The guards had touched her, hurt her. They would die. Painfully. By the time he finished with them they would probably thank him for killing them.
All he had to do was free himself. And he would. Nothing would stop him. Not now, not anymore.
“Soon” had at last arrived.
Being a magical vampire, as Jane had called him, was not going to aid him; he admitted that now. Still his determination intensified, blending with the hate, the burn of that possessiveness. He would reach her by grit alone; he would save her. No matter what he had to do. His gaze strayed to the wrist cuffs and narrowed. Without his thumbs, his hands would slide right through.
He didn’t have to think about it. Goodbye, thumbs.
Biting his tongue against the pain he knew was to come, he slammed his hands, thumbs out, into the headboard. Crunch. The bones broke with that very first punch. He sucked in a breath, but, like Jane, he did not utter a sound. Punch, punch, punch. Each new blow caused even more damage, ripping tendon, tearing muscle, flattening bone.
By the time he finished, he was sweating, bleeding, his hands limp. But his top half was free. With a growl, he jolted upright. Heard the whistle of leather through air, a soft inhalation of breath. Another lash against Jane’s delicate skin.
Skin he wanted to caress.
His hands were too mutilated to grab the key. In fact, his efforts sent the little piece of metal sliding to the floor with a clink. He would need it later, to remove the neck cuff, and so he would pick it up with his mouth—after he’d freed himself.
Through narrowed eyes, he peered down at his feet. At a different angle, those feet would glide straight through the metal rings. And all he had to do to achieve that different angle was break every bone that ran from his ankle to his toes.
Nicolai started kicking the footboard.
Jane closed her eyes to hide the tears trying so determinedly to form and spill. It wasn’t like she’d never experienced pain before. For God’s sake, her spine had been broken, her legs unusable for months. Then there’d been the surgeries. Surgery after surgery to pin her bones in their proper places. Then, of course, the rehabilitation.

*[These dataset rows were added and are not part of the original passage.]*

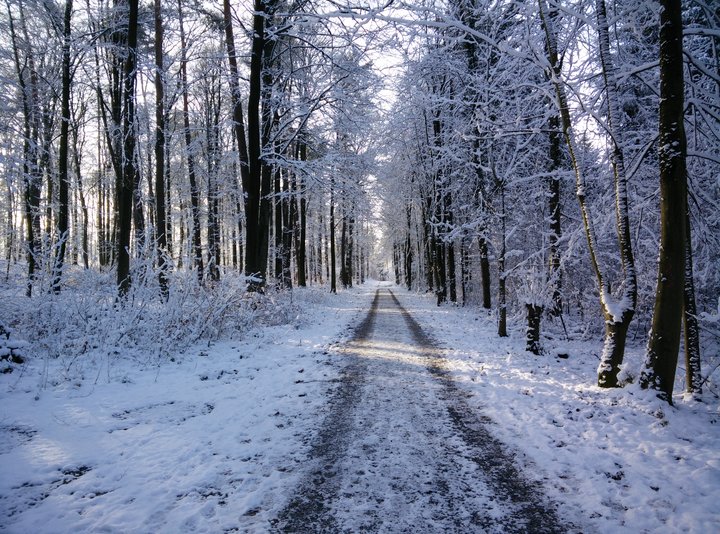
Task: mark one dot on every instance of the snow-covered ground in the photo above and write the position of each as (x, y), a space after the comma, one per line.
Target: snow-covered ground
(217, 440)
(629, 461)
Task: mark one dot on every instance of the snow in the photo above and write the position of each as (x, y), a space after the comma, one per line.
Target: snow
(219, 439)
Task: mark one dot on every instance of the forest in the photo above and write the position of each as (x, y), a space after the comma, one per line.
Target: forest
(172, 171)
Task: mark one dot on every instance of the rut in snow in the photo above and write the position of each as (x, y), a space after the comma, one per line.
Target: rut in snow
(400, 450)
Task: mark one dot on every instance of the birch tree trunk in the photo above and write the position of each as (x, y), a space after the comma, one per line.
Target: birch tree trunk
(662, 353)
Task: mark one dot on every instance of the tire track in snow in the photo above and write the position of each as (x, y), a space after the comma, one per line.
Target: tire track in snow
(401, 451)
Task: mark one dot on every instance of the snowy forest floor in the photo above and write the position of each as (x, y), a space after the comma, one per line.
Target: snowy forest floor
(229, 436)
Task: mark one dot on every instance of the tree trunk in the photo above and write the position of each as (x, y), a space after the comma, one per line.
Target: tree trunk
(554, 205)
(502, 275)
(333, 279)
(662, 353)
(160, 214)
(248, 193)
(129, 174)
(196, 247)
(532, 333)
(63, 155)
(693, 379)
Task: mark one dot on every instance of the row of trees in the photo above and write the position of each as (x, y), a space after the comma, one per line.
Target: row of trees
(151, 137)
(514, 107)
(518, 166)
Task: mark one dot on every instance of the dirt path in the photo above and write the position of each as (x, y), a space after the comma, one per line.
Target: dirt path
(400, 451)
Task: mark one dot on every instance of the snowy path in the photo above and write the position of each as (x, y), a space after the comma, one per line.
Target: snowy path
(400, 451)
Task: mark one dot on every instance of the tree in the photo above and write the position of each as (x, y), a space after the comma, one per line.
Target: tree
(160, 153)
(664, 341)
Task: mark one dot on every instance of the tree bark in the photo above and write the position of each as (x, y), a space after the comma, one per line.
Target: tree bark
(662, 352)
(196, 248)
(129, 172)
(160, 212)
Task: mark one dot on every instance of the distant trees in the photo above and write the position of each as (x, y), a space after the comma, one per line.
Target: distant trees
(215, 138)
(157, 139)
(495, 89)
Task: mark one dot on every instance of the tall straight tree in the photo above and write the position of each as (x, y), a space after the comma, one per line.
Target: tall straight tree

So, this whipping? Not even a blip on her agony radar. And yet, the humiliation of being bent over a table, her clothing ripped away, her scars revealed to those who sought to harm her, her body bound with ties she couldn’t see—magic?—nearly undid her. And for what? For failing to speak with a fat, ugly woman when summoned?
Poor Odette. Was this how she’d lived? Always fearing the next punishment? And poor Nicolai. Jane could not blame him for doing everything within his power to save himself. She would have done the same.
In fact, she could blame only herself for this. Had she listened to Nicolai, had she freed him when he’d wanted, they would have been far, far away from this dreadful place. Well, he would have been. He would have left her behind. And he still might, she thought. During their talk, she had not garnered a promise from him. Not to keep her with him, not to protect her. And now, it was too late. There was no way she’d leave him bound after this. Not for any reason. She would free him the moment she was physically able, then take off on her own.